The most basic of turkey recipes.

If you start with a quality bird, this is all you need to do. No brining, flipping or basting. But feel free to fancy it up. Change the herbs in the cavity, add a sage rub to the skin; just keep the basic technique the same and it’ll be a juicy, delicious bird.

Serves: 8-10 (with leftovers)
Prep time: 15 min.
Cook time: 2 hrs. in the oven and 30 minutes resting

Ingredients

12-14 pound fresh turkey
Salt
Pepper
1 lemon, quartered
2 onions peeled and quartered
2 carrots peeled and roughly chopped
3 celery stalks, roughly chopped
1 large bunch parsley (or a combination fresh thyme, sage and parsley)
Olive oil

1. Preheat the oven to 425 degrees.

2. Remove all the innards, saving the neck. Toss everything else, unless you have some special family recipe involving gizzards and livers. Rinse the turkey inside and out and pat dry.

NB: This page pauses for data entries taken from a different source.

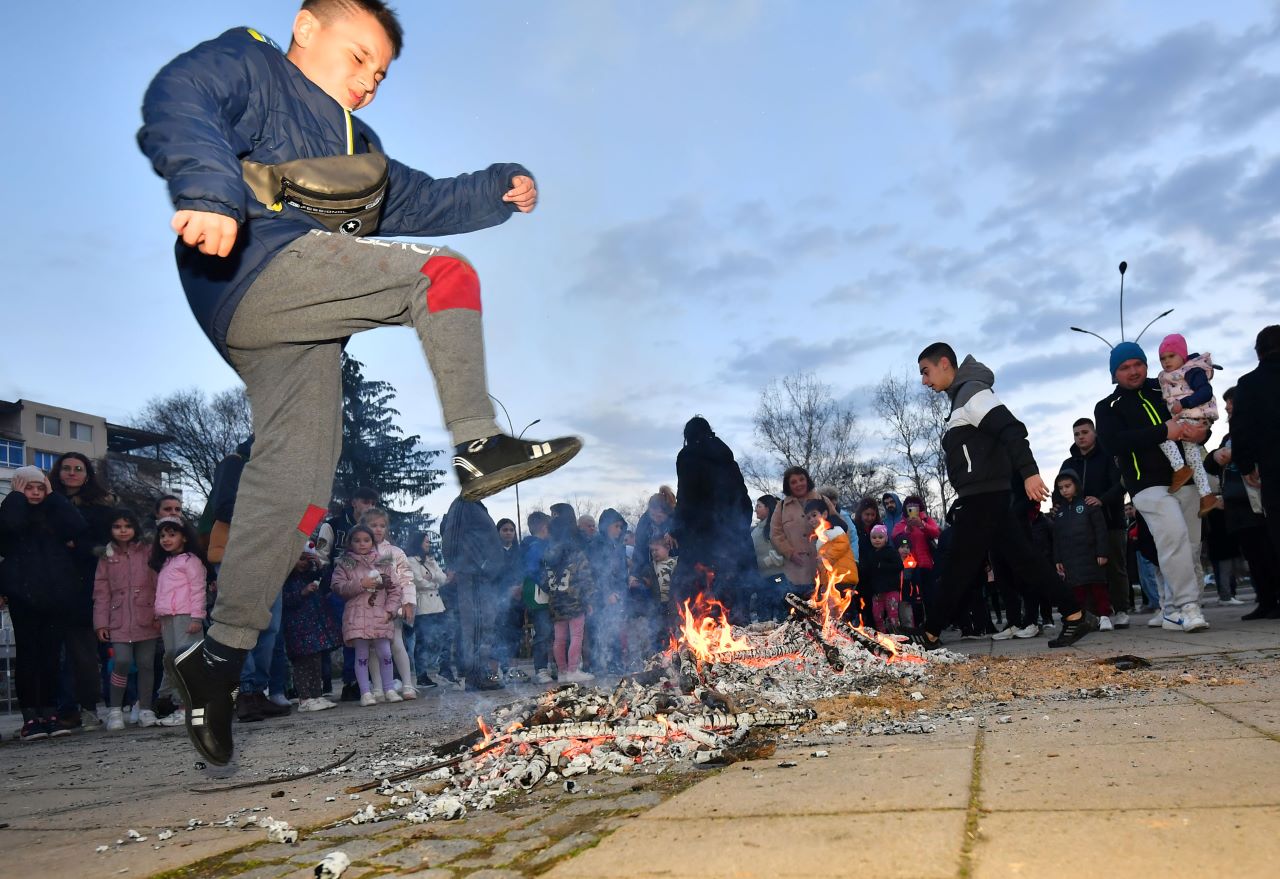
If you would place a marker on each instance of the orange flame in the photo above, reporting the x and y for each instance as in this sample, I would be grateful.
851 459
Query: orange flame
705 630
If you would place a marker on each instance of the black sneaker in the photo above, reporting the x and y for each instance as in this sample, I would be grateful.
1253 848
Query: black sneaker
247 709
488 466
208 686
62 726
1074 630
33 729
922 641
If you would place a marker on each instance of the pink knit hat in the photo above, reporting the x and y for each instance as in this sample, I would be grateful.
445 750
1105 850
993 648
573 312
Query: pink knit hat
1174 343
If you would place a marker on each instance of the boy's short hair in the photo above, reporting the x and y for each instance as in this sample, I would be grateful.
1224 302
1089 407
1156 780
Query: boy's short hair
936 352
328 9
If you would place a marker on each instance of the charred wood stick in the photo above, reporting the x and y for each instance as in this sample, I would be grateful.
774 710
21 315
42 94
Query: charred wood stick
757 653
275 779
686 671
863 639
428 768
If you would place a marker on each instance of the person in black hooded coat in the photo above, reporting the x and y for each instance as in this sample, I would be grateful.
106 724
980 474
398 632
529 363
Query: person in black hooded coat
712 523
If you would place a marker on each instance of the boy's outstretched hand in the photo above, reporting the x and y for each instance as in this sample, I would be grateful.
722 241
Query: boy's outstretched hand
208 232
522 193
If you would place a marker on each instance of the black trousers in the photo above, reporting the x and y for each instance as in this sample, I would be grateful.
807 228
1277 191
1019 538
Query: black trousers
1260 553
39 641
986 525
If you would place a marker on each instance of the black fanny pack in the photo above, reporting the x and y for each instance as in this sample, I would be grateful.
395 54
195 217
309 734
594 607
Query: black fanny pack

3. Place turkey in a sturdy roasting pan on a rack. Salt and pepper the cavity, then squeeze two quarters of the lemon inside. Add the lemon, parsley and one onion to the cavity. Squeeze remaining lemon over the outside of the bird, rub with olive oil and liberally salt and pepper.

4. Put the turkey neck, carrots, celery and remaining onion around the bird. Add 1 cup of water to the pan (to keep everything moist).

5. Roast uncovered for about 45 minutes. The turkey should be nicely browned. Turn the heat down to 350 degrees and lightly cover the breast with foil. This tent keeps the breast from drying out. Cook for 1 hour and 15 minutes more and then check. The internal temperature of the thigh should be 170 degrees (it will rise to 180 degrees as it rests).

6. Carefully remove turkey from roasting pan and let rest for 30 minutes. Strain the pan drippings and toss the veggies and neck. Use the drippings to make the gravy.

Cook’s notes: This is an unstuffed bird, which equals juicy meat. If you stuff a turkey, you have to cook it at least 30 minutes longer and the breast ends up dry. For families that love their dressing and dark meat, it may be a worthwhile trade off. But if you’re a white meat lover, make the dressing separately.